I have a nova for the midi and love it, but I can't compare it to anything really it's the only one I ever have had.


----------



## kweinert (Mar 2, 2012)

gwisdom said:


> what 4 jaw lathe chucks do you guys use? nova or strong hold?



I have a Nova, but like Kevin I can't compare it to anything as it's the only one I've ever owned.


----------



## bearmanric (Mar 2, 2012)

I have had a Talon for a long time. Been a great chuck. I just bought a Vicmarc when i stopped by craft supply really really like it. Rick


----------



## woodtickgreg (Mar 2, 2012)

Nova, super nova to be exact. Holds and turns 14" bowls no problem, Haven't launched one yet! Best bang for the buck, high quality and lots of jaws available, I have the cole jaws for it and they work well.:yes:


----------



## DKMD (Mar 2, 2012)

Not sure there's a best, but I've had good luck with Vicmarc and Oneway chucks.


----------



## arkie (Mar 2, 2012)

I've had a Talon for the smaller lathe and a SuperNova for the big. The Talon's a fine piece of work. he SuperNova is okay, but If I ever spring for another big chuck it will be the Vicmark. There's just no comparison in my mind.


----------



## jimmythewoodworker (Mar 2, 2012)

My two favorite in order are Stronghold then Vicmarc for my Powermatic 3520b


----------



## Mike Mills (Mar 3, 2012)

I have almost never heard bad words about the Oneways, Vicmarc's, or Novas. I have two Nova SN's, one SN2, and four G3's with narry a problem with any of them. _IF _they have them available the service center has SN2 recons for $100.


----------



## danrs (Mar 4, 2012)

I have two Strongholds and one PSI. The PSI jaws are ok for smaller work; but their flat jaw pins allow slippage.

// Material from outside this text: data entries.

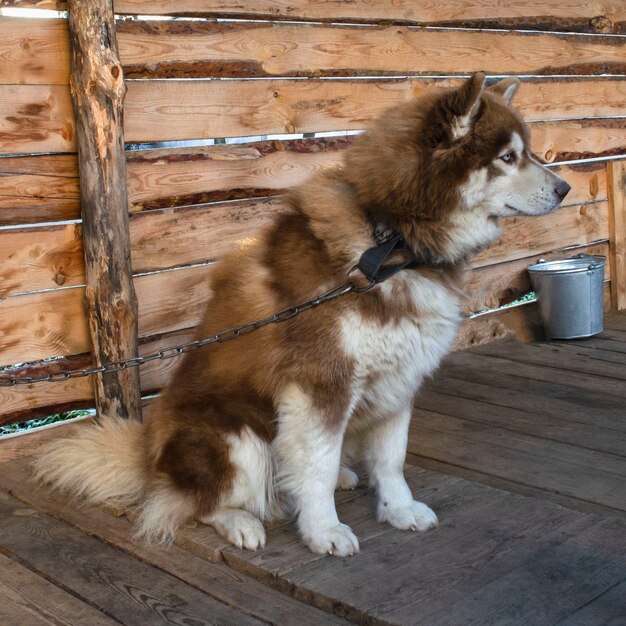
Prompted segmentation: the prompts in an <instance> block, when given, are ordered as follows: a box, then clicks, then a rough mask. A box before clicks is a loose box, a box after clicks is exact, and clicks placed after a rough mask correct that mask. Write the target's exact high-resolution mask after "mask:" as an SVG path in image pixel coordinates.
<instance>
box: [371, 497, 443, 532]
mask: <svg viewBox="0 0 626 626" xmlns="http://www.w3.org/2000/svg"><path fill="white" fill-rule="evenodd" d="M378 521H380V522H387V523H388V524H391V525H392V526H393V527H394V528H399V529H400V530H419V531H420V532H423V531H425V530H428V529H429V528H435V527H436V526H438V525H439V520H438V519H437V516H436V515H435V513H434V512H433V511H432V510H431V509H430V508H429V507H427V506H426V505H425V504H424V503H423V502H417V501H416V500H413V502H411V504H409V506H399V507H393V506H390V505H389V504H388V503H385V502H381V503H380V504H379V505H378Z"/></svg>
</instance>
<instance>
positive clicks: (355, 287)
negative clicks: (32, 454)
mask: <svg viewBox="0 0 626 626" xmlns="http://www.w3.org/2000/svg"><path fill="white" fill-rule="evenodd" d="M356 269H357V268H356V267H354V268H352V269H351V270H350V272H348V281H347V282H345V283H343V284H341V285H337V286H336V287H334V288H333V289H330V290H329V291H327V292H326V293H323V294H321V295H319V296H315V297H314V298H311V299H310V300H305V301H304V302H301V303H300V304H296V305H294V306H289V307H285V308H284V309H281V310H280V311H276V313H274V314H273V315H270V316H269V317H266V318H264V319H261V320H255V321H253V322H247V323H246V324H242V325H241V326H234V327H233V328H228V329H227V330H223V331H221V332H219V333H217V334H215V335H213V336H212V337H208V338H207V339H197V340H196V341H191V342H189V343H184V344H180V345H178V346H170V347H169V348H163V349H161V350H159V351H158V352H154V353H152V354H148V355H146V356H136V357H133V358H130V359H124V360H120V361H113V362H112V363H105V364H104V365H101V366H100V367H93V368H91V369H78V370H67V371H65V372H56V373H52V374H48V375H46V376H40V377H35V376H25V377H20V378H10V377H3V376H2V374H1V373H0V387H13V386H14V385H30V384H32V383H53V382H63V381H66V380H69V379H70V378H82V377H83V376H92V375H93V374H109V373H112V372H119V371H121V370H125V369H126V368H128V367H138V366H139V365H143V364H144V363H148V362H150V361H156V360H162V361H165V360H166V359H172V358H174V357H177V356H181V355H182V354H184V353H185V352H190V351H191V350H196V349H198V348H201V347H202V346H208V345H209V344H212V343H226V342H227V341H232V340H233V339H238V338H239V337H242V336H243V335H247V334H248V333H252V332H254V331H255V330H258V329H259V328H263V326H267V325H269V324H280V323H282V322H286V321H287V320H290V319H292V318H293V317H295V316H296V315H299V314H300V313H302V312H303V311H307V310H308V309H312V308H314V307H316V306H319V305H320V304H324V303H326V302H330V301H331V300H334V299H335V298H339V297H341V296H345V295H347V294H349V293H365V292H366V291H369V290H370V289H371V288H372V287H374V285H375V284H376V281H375V280H370V282H369V283H368V284H366V285H365V286H364V287H357V286H356V285H355V284H354V283H352V282H350V280H349V279H350V276H351V275H352V273H353V272H354V271H355V270H356Z"/></svg>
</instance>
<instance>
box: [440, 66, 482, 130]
mask: <svg viewBox="0 0 626 626" xmlns="http://www.w3.org/2000/svg"><path fill="white" fill-rule="evenodd" d="M484 86H485V75H484V74H483V73H482V72H476V73H475V74H474V75H473V76H471V77H470V78H468V79H467V80H466V81H465V82H464V83H463V84H462V85H461V86H460V87H458V88H457V89H453V90H452V91H449V92H448V93H447V94H446V95H445V96H444V99H443V103H442V104H443V106H444V109H446V112H447V113H448V114H450V126H451V130H452V138H453V139H454V140H455V141H456V140H457V139H461V137H464V136H465V135H467V133H469V131H470V130H471V129H472V125H473V124H474V121H475V120H476V118H477V116H478V113H479V111H480V104H481V103H480V96H481V94H482V92H483V88H484Z"/></svg>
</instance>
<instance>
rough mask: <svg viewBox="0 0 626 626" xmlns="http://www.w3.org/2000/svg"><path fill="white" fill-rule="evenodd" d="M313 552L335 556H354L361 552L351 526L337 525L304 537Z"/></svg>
mask: <svg viewBox="0 0 626 626" xmlns="http://www.w3.org/2000/svg"><path fill="white" fill-rule="evenodd" d="M303 539H304V542H305V543H306V544H307V546H309V548H310V549H311V551H312V552H316V553H317V554H332V555H334V556H352V555H353V554H356V553H357V552H358V551H359V540H358V539H357V538H356V535H355V534H354V533H353V532H352V530H351V529H350V527H349V526H346V525H345V524H337V525H336V526H331V527H330V528H326V529H325V530H323V531H322V532H320V533H315V534H309V535H305V536H303Z"/></svg>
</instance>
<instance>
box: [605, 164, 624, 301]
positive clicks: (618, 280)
mask: <svg viewBox="0 0 626 626" xmlns="http://www.w3.org/2000/svg"><path fill="white" fill-rule="evenodd" d="M607 186H608V192H609V261H610V264H611V308H612V309H617V310H618V311H621V310H623V309H626V160H620V161H611V162H610V163H609V164H608V171H607Z"/></svg>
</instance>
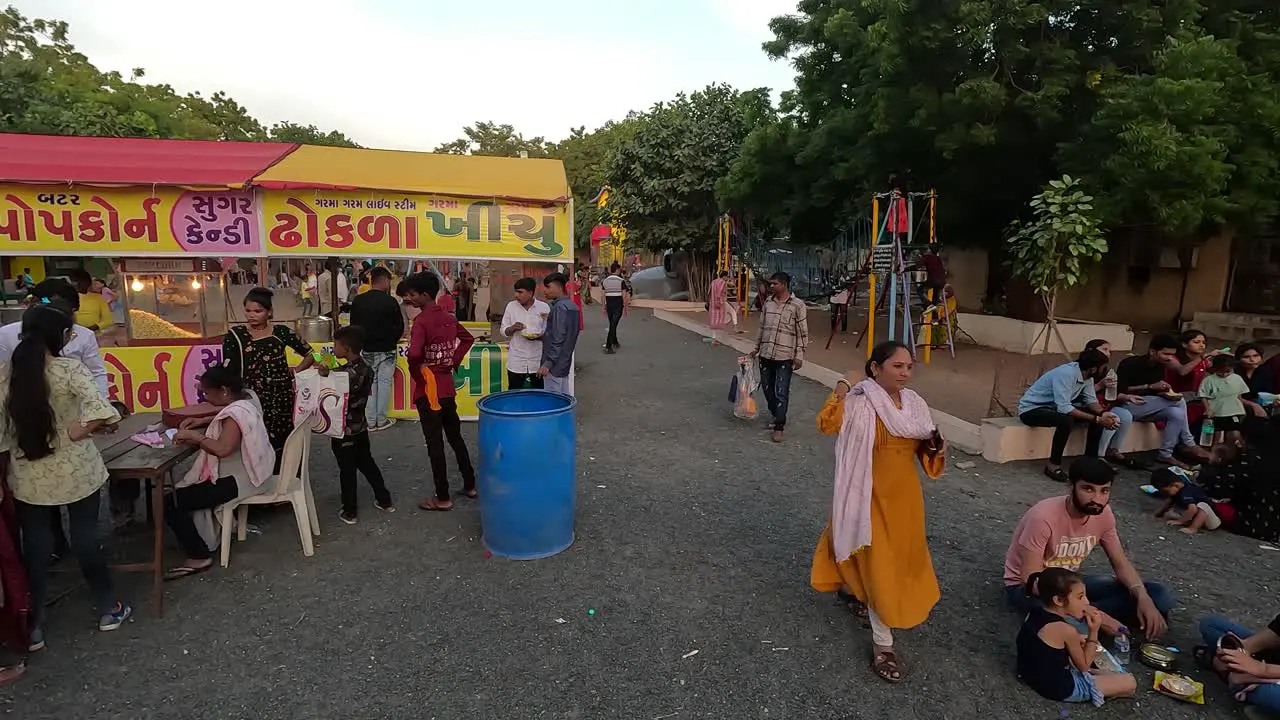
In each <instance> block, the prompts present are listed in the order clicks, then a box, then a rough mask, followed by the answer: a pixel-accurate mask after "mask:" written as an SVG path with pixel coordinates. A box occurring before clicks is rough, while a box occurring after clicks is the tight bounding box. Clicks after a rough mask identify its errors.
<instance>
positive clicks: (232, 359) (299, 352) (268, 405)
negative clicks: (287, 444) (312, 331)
mask: <svg viewBox="0 0 1280 720" xmlns="http://www.w3.org/2000/svg"><path fill="white" fill-rule="evenodd" d="M271 295H273V293H271V291H269V290H266V288H265V287H255V288H253V290H251V291H248V293H247V295H244V324H243V325H236V327H234V328H232V329H230V332H229V333H227V334H225V336H224V337H223V364H225V365H227V366H228V368H230V369H232V372H233V373H234V374H237V375H239V377H242V378H244V386H246V387H248V388H250V389H252V391H253V392H255V393H257V398H259V401H260V402H261V404H262V418H264V419H265V420H266V432H268V434H269V436H270V438H271V447H274V448H275V454H276V456H279V454H280V451H282V450H283V448H284V439H285V438H288V437H289V432H292V430H293V373H298V372H302V370H306V369H307V368H310V366H311V365H312V364H314V363H315V359H314V357H312V351H311V346H310V345H307V343H306V342H303V341H302V338H301V337H298V333H296V332H293V329H292V328H289V327H288V325H278V324H273V323H271V311H273V309H271ZM285 348H293V351H294V352H297V354H298V355H301V356H302V361H301V363H298V364H297V365H294V366H293V368H289V360H288V356H287V355H285V354H284V350H285Z"/></svg>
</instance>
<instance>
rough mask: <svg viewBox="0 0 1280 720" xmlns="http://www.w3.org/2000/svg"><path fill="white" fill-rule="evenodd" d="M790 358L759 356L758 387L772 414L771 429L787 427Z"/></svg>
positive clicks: (789, 376)
mask: <svg viewBox="0 0 1280 720" xmlns="http://www.w3.org/2000/svg"><path fill="white" fill-rule="evenodd" d="M791 363H792V361H791V360H765V359H764V357H760V389H763V391H764V402H765V404H767V405H768V406H769V415H773V429H776V430H781V429H785V428H786V427H787V405H788V404H790V402H791V373H792V372H794V370H795V369H794V368H792V365H791Z"/></svg>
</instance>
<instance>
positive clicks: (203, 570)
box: [164, 562, 214, 583]
mask: <svg viewBox="0 0 1280 720" xmlns="http://www.w3.org/2000/svg"><path fill="white" fill-rule="evenodd" d="M212 566H214V564H212V562H210V564H209V565H205V566H204V568H192V566H191V565H178V566H177V568H170V569H168V570H165V571H164V582H166V583H169V582H173V580H180V579H183V578H189V577H192V575H198V574H201V573H207V571H209V569H210V568H212Z"/></svg>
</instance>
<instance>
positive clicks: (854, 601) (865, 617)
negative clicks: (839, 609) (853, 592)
mask: <svg viewBox="0 0 1280 720" xmlns="http://www.w3.org/2000/svg"><path fill="white" fill-rule="evenodd" d="M836 597H837V598H840V602H841V605H844V606H845V610H849V614H850V615H852V616H854V618H858V619H859V620H867V619H868V615H867V605H865V603H864V602H863V601H860V600H858V598H856V597H854V594H852V593H847V592H845V591H842V589H841V591H836Z"/></svg>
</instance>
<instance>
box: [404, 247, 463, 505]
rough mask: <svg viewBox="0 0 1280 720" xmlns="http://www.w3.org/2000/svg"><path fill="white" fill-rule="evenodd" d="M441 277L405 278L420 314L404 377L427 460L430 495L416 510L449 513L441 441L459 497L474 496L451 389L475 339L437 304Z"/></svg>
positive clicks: (405, 284)
mask: <svg viewBox="0 0 1280 720" xmlns="http://www.w3.org/2000/svg"><path fill="white" fill-rule="evenodd" d="M439 293H440V278H438V277H435V274H434V273H430V272H424V273H415V274H412V275H410V277H407V278H404V300H406V301H408V302H410V304H411V305H413V306H415V307H417V309H419V310H421V313H419V315H417V318H413V329H412V331H411V333H410V342H408V372H410V377H411V378H412V379H413V404H415V405H416V406H417V416H419V419H420V420H421V423H422V438H424V439H425V441H426V455H428V457H429V459H430V461H431V477H433V478H434V480H435V493H434V495H433V496H431V497H428V498H426V500H424V501H422V502H421V503H419V507H421V509H422V510H435V511H445V510H453V500H452V498H451V497H449V474H448V466H447V465H445V459H444V442H445V441H448V443H449V447H452V448H453V456H454V457H456V459H457V461H458V471H460V473H462V495H463V496H466V497H476V495H477V493H476V471H475V468H474V466H472V465H471V454H470V452H467V443H466V441H465V439H463V437H462V423H461V421H460V419H458V402H457V397H456V392H454V388H453V372H454V370H456V369H457V368H458V365H461V364H462V361H463V360H466V357H467V355H468V354H470V352H471V346H472V345H475V338H474V337H471V333H468V332H467V329H466V328H463V327H462V323H460V322H458V320H457V318H454V316H453V315H451V314H449V313H445V311H444V309H443V307H440V306H439V305H436V302H435V297H436V296H438V295H439Z"/></svg>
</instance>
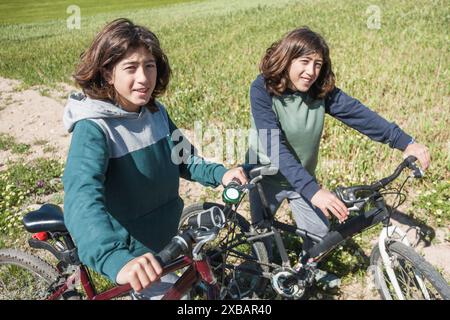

The Strongholds are great.


----------



## guylaizure (Mar 4, 2012)

I have a Nova G3,Nova midi and a vicmarc.The midi was my first chuck but is a pain to use with the tommy bars.The G3 is nice because it is key operated.The vicmarc is terrific but hurts when you drop it on your foot.Only made that mistake once.


----------



## EricJS (Mar 7, 2012)

Love my SuperNova 2. All Nova jaws work with all the Nova chucks. I like simple.


----------



## Chuck Jones (Mar 10, 2012)

3 SN2's, 1 Nova Midi, 1 Nova too old to have a model number, and a Vicmarc VM120. *All the Nova's do a great job*. Don't like the bars on the midi as others have said. But I gotta admit... *I love that Vicmarc*!


----------